//The district attorney’s office in San Diego County, which covers the length of the southern border in California, said in June that the number of drug cases it received from Homeland Security agents who monitor border checkpoints doubled since the start of zero tolerance; three-quarters of them involved more than a kilogram of narcotics. A spokesman for the office declined to provide updated statistics. The Justice Department started hiring prosecutors and bringing in military lawyers to help.
Sandweg said prosecuting some immigrants has merit. He and other immigration officials pressed during President Barack Obama’s administration to bring more border crossers into federal court because they found that even token charges against immigrants from northern Mexico seemed to prevent them from trying again.
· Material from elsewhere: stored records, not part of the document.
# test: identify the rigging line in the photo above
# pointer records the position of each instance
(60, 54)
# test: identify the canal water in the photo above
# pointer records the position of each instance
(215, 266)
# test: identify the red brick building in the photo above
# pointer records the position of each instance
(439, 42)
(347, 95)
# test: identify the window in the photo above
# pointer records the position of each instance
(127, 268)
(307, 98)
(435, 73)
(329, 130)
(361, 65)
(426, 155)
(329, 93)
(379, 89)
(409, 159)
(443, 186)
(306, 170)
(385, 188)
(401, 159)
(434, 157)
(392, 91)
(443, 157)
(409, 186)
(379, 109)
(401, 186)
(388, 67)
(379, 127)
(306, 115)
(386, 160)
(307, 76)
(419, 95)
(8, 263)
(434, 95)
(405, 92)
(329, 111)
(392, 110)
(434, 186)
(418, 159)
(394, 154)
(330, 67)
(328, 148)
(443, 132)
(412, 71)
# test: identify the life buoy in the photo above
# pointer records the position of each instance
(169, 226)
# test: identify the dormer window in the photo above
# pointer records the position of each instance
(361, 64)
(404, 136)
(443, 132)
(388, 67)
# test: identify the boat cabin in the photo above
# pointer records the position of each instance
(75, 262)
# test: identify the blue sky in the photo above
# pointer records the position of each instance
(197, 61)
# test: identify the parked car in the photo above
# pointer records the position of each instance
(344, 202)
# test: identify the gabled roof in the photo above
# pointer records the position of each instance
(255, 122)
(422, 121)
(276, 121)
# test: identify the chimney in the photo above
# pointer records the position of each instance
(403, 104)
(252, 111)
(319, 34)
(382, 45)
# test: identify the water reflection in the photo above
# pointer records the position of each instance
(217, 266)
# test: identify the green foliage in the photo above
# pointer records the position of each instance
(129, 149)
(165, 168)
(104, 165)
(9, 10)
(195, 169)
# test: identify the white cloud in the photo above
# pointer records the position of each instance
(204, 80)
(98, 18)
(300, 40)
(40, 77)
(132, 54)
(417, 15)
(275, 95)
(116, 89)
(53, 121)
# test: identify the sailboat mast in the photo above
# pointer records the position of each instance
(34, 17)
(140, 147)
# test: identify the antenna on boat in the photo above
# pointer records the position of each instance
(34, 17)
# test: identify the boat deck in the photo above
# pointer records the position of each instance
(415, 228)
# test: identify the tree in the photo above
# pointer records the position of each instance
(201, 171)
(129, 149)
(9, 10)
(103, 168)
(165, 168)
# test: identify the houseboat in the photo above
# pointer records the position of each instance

The Justice Department rejected the idea.
Among those priorities are drug-smuggling cases. The drug cases that make it to federal court along the border are seldom small. In July, the Justice Department brought trafficking charges against a woman caught crossing the border in California with 76 pounds of methamphetamine, 15 pounds of cocaine and 3 pounds of heroin stashed in the spare tire and gas tank of her car. Federal prosecutors charged another woman with smuggling 37 pounds of methamphetamine in her gas tank.
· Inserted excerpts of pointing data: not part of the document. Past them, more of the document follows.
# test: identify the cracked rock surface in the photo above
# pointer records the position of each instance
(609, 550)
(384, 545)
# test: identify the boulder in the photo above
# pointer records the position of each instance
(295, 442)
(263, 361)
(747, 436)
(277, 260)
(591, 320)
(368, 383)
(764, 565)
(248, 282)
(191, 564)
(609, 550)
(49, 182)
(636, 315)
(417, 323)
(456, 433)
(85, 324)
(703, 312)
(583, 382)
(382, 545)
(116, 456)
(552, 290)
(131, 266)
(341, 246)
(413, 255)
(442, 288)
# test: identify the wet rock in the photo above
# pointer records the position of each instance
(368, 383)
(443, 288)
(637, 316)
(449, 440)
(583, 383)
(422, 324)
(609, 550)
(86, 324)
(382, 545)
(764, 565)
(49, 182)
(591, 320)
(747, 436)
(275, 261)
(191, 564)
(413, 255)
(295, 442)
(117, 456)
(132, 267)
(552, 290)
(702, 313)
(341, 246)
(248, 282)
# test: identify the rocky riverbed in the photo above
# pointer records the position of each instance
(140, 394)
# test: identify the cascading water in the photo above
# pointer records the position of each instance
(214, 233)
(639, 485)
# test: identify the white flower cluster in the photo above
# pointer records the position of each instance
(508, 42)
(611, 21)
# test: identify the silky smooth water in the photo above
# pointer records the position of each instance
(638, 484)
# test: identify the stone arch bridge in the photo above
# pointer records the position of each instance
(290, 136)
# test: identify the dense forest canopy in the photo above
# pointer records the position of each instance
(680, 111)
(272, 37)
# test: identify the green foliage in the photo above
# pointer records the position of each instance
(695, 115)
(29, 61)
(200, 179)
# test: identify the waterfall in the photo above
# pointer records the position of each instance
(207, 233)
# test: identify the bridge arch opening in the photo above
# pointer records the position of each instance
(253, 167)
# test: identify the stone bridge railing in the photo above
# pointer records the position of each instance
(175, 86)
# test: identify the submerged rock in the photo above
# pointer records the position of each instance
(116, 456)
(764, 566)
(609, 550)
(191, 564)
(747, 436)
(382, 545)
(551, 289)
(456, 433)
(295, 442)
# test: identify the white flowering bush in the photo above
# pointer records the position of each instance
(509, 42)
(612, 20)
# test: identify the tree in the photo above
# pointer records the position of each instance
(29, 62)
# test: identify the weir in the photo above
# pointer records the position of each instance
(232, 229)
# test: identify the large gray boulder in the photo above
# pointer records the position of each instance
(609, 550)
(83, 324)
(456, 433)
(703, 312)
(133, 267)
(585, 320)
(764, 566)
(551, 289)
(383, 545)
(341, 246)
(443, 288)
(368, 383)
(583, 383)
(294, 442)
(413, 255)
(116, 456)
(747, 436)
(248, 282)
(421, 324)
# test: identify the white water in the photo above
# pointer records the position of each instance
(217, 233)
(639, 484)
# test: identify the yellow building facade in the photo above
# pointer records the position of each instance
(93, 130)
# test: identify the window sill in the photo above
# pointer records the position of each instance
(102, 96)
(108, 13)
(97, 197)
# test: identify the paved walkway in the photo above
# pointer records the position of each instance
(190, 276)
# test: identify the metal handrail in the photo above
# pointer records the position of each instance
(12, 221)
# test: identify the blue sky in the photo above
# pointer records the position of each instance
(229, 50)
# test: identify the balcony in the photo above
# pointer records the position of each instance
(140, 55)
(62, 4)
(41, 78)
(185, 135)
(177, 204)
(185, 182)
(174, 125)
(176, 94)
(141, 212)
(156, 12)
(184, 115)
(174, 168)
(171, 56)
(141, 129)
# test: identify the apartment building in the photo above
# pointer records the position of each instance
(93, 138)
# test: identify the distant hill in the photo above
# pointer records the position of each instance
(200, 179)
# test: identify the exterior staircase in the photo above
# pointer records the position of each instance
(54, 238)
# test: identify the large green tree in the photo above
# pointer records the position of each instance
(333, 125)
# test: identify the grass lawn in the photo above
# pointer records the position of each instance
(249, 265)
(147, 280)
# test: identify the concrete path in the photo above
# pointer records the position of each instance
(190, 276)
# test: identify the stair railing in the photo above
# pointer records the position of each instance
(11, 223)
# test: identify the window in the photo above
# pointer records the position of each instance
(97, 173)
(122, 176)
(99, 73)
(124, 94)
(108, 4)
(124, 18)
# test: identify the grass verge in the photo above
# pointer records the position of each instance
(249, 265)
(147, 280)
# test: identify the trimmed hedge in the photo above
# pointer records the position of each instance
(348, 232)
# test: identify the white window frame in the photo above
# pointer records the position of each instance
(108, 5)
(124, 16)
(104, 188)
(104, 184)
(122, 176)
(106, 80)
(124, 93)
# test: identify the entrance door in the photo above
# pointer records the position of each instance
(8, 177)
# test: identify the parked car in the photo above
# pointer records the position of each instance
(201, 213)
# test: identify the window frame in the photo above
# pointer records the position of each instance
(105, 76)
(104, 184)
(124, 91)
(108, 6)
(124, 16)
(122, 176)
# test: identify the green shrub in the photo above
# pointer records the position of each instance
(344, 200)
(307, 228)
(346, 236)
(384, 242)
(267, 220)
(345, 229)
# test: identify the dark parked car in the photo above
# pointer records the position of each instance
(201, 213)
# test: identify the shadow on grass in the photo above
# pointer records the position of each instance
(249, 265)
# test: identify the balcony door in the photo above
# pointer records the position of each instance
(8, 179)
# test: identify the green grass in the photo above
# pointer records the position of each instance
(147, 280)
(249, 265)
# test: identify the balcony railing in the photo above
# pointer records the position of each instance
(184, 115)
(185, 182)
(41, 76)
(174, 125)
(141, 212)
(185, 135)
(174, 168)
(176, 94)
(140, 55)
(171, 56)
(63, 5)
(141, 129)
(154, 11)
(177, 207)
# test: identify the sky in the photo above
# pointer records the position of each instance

Martinez said the decline in drug prosecutions in New Mexico is the result of less smuggling, not less attention from prosecutors and agents. For years, she said, border agents have caught fewer and fewer people trying to carry backpacks loaded with marijuana across the border. That number, she said, hit a new low this year.
Nonetheless the drug trade along the border remains vast. U.S. Customs and Border Protection estimated in March that agents seize almost 3 tons of narcotics on a typical day. Homeland Security Secretary Kirstjen Nielsen told Trump at a Cabinet meeting in August that agents “interdict more and more drugs at the border each month.” //
Oh dear......more "selective fact" reporting. As I said, the link provides earlier that suggested the prosecution of illegal immigrants was hindering drug smuggling enforcement is nonsense and nothing short of downright lies. It is a partial repeat of this report with the salient points redacted. More fakery from the libbies.